Our goal was to understand not only how well these models generate text, but how they fail — hallucinations, repetition loops, loss of coherence, and dialogue instability.


Goals

Compare fluency, coherence, and creativity across models

Identify strengths and weaknesses using the same prompt set

Analyze hallucination, repetition, factual errors, and dialogue confusion

Build a small evaluation dataset with both quantitative and qualitative findings

Project Description

We evaluated three open-source decoder-only LLMs:

  • GPT-2 (117M)
  • GPT-2-Medium (345M)
  • GPT-Neo 1.3B This project differs from typical benchmark-style comparisons because we focus on creative behavior, narrative coherence, persona stability, and failure modes rather than accuracy on a structured dataset.

Novelty

  • Evaluation is prompt-driven, not dataset-driven
  • Focused on open-ended generation, where small models often behave unpredictably
  • Includes error characterization, not just output samples
  • All generations were performed locally, highlighting hardware constraints and model limits

Motivation

Decoder-only models are widely used for text generation, but their limitations are not always obvious without direct comparison. By evaluating them side-by-one, we uncover patterns such as:

  • smaller models drifting off topic
  • hallucinated dialogue or facts
  • repetition loops
  • inconsistent persona in assistant-style prompts These observations help us understand practical limits of lightweight models.

Summary of Individual Contributions

Team MemberContributions
PranithaRan GPT-2 and GPT-Neo generations, produced error analysis, wrote parts of results and methodology.
ChandanaCreated prompt set, organized outputs, assisted with evaluation, contributed to discussion and final write-up.

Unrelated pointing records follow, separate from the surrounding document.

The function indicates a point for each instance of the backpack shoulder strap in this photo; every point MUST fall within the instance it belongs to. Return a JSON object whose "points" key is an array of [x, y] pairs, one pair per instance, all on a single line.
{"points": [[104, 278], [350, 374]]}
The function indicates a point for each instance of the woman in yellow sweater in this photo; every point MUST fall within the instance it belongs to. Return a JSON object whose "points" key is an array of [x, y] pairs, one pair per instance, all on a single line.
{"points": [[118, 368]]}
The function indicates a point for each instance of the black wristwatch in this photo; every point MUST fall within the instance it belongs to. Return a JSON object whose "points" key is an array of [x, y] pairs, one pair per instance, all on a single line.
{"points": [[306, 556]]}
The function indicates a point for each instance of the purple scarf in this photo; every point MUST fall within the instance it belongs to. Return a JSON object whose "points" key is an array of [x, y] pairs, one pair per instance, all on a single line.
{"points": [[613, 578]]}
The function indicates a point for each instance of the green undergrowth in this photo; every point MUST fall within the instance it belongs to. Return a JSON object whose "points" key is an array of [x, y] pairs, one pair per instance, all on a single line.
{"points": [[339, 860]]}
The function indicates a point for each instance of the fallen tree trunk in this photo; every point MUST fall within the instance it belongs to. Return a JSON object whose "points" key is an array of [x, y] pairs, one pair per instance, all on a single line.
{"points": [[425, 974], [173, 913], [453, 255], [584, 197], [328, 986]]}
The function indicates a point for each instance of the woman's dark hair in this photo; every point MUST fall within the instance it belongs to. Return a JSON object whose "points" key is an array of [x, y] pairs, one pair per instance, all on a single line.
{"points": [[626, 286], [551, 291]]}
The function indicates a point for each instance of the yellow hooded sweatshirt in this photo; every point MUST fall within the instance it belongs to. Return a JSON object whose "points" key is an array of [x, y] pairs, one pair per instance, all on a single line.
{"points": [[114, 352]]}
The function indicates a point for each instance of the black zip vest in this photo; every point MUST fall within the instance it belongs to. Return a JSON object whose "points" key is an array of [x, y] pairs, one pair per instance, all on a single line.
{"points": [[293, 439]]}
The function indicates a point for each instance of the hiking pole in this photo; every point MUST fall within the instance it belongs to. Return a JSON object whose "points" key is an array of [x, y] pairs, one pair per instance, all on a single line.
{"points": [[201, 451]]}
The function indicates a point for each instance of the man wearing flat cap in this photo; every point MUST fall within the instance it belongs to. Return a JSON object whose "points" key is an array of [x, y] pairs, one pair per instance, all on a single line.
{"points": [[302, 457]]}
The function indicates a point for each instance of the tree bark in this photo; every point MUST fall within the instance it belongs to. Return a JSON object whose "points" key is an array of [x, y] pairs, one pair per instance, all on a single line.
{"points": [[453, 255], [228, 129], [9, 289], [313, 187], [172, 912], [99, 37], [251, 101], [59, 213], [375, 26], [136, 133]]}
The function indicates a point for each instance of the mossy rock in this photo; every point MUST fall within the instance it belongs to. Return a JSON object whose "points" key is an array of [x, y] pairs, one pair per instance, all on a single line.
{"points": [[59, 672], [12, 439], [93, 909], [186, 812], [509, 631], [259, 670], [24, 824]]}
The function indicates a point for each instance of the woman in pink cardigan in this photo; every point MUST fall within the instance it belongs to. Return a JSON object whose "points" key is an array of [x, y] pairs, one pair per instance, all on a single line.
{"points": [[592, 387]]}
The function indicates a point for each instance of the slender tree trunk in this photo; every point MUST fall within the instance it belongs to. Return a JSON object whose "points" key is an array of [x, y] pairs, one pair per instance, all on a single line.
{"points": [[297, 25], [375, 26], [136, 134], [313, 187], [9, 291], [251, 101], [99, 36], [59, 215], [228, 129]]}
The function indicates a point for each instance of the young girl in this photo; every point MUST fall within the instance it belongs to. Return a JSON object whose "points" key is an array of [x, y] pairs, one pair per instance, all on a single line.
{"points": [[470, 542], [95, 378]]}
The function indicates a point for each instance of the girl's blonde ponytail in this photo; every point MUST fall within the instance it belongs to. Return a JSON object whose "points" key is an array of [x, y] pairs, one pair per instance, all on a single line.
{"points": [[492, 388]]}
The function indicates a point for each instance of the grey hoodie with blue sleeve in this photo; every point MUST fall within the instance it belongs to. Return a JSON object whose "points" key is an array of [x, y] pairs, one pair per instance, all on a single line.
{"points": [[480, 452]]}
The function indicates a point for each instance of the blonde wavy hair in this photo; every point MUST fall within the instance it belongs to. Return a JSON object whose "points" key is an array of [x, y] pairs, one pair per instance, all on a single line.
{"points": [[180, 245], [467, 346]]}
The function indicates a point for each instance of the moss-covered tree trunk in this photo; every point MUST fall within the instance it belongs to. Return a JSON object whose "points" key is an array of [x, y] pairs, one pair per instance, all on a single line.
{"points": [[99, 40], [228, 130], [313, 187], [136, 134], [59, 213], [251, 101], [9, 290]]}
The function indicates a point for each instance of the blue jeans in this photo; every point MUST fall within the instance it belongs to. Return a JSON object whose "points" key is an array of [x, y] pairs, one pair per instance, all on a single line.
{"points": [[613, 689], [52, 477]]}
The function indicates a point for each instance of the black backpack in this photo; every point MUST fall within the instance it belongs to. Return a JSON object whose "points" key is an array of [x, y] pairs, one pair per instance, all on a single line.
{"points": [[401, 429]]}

Both team members contributed equally to analysis, interpretation, and editing.


Methodology

Dataset / Prompt Design

We designed a set of 15 prompts, intentionally mixing:

  • Story openings (creative narrative)
  • Dialogue prompts (assistant/chat format)
  • Factual questions
  • Instructional commands

Models Evaluated

  • GPT-2 (117M)
  • GPT-2-Medium (345M)
  • GPT-Neo 1.3B

All models were run locally using HuggingFace pipeline() on CPU-only inference.

Generation Settings

To keep comparisons fair, all models used the same parameters:

  • max_length = 200
  • num_return_sequences = 1
  • truncation = True
  • seed = 42

We experimented with temperature and top-k sampling but found that:

  • Higher temperature (>1.0) increased nonsense and repetition in GPT-2
  • Low temperature (<0.7) made responses too short
  • Top-k or top-p sampling destabilized GPT-2 and GPT-2-Medium
  • So we used default greedy sampling for consistency and reproducibility.

Evaluation Criteria

Each model output was analyzed for:

  • Fluency: Does it read naturally?
  • Coherence: Does the continuation make sense?
  • Creativity: Is the output interesting/novel?
  • Hallucination: Wrong or invented facts
  • Repetition: Loops, degenerate outputs
  • Dialogue correctness: Does the assistant behave correctly?
  • Factuality for Q&A prompts

Results

1. Creativity & Coherence

ModelCreativityCoherence
GPT-2LowLow
GPT-2-MediumMediumMedium
GPT-Neo 1.3BHighHigh

GPT-Neo maintained topic and character consistency much better than the GPT-2 family.

2. Factuality

  • GPT-2 and GPT-2-Medium failed straightforward questions (“Who wrote Pride and Prejudice?”).
  • GPT-Neo sometimes guessed incorrectly but stayed closer to the topic.

3. Dialogue Stability

  • GPT-2 often produced multiple speakers, switched personas, or contradicted itself.
  • GPT-Neo produced the most stable "assistant" responses.

4. Repetition

  • GPT-2 frequently entered repetition loops or reused the same sentence multiple times.
  • GPT-Neo almost never repeated content.

Quantitative Error Analysis

We randomly sampled 30 responses (10 per model) and labeled error types.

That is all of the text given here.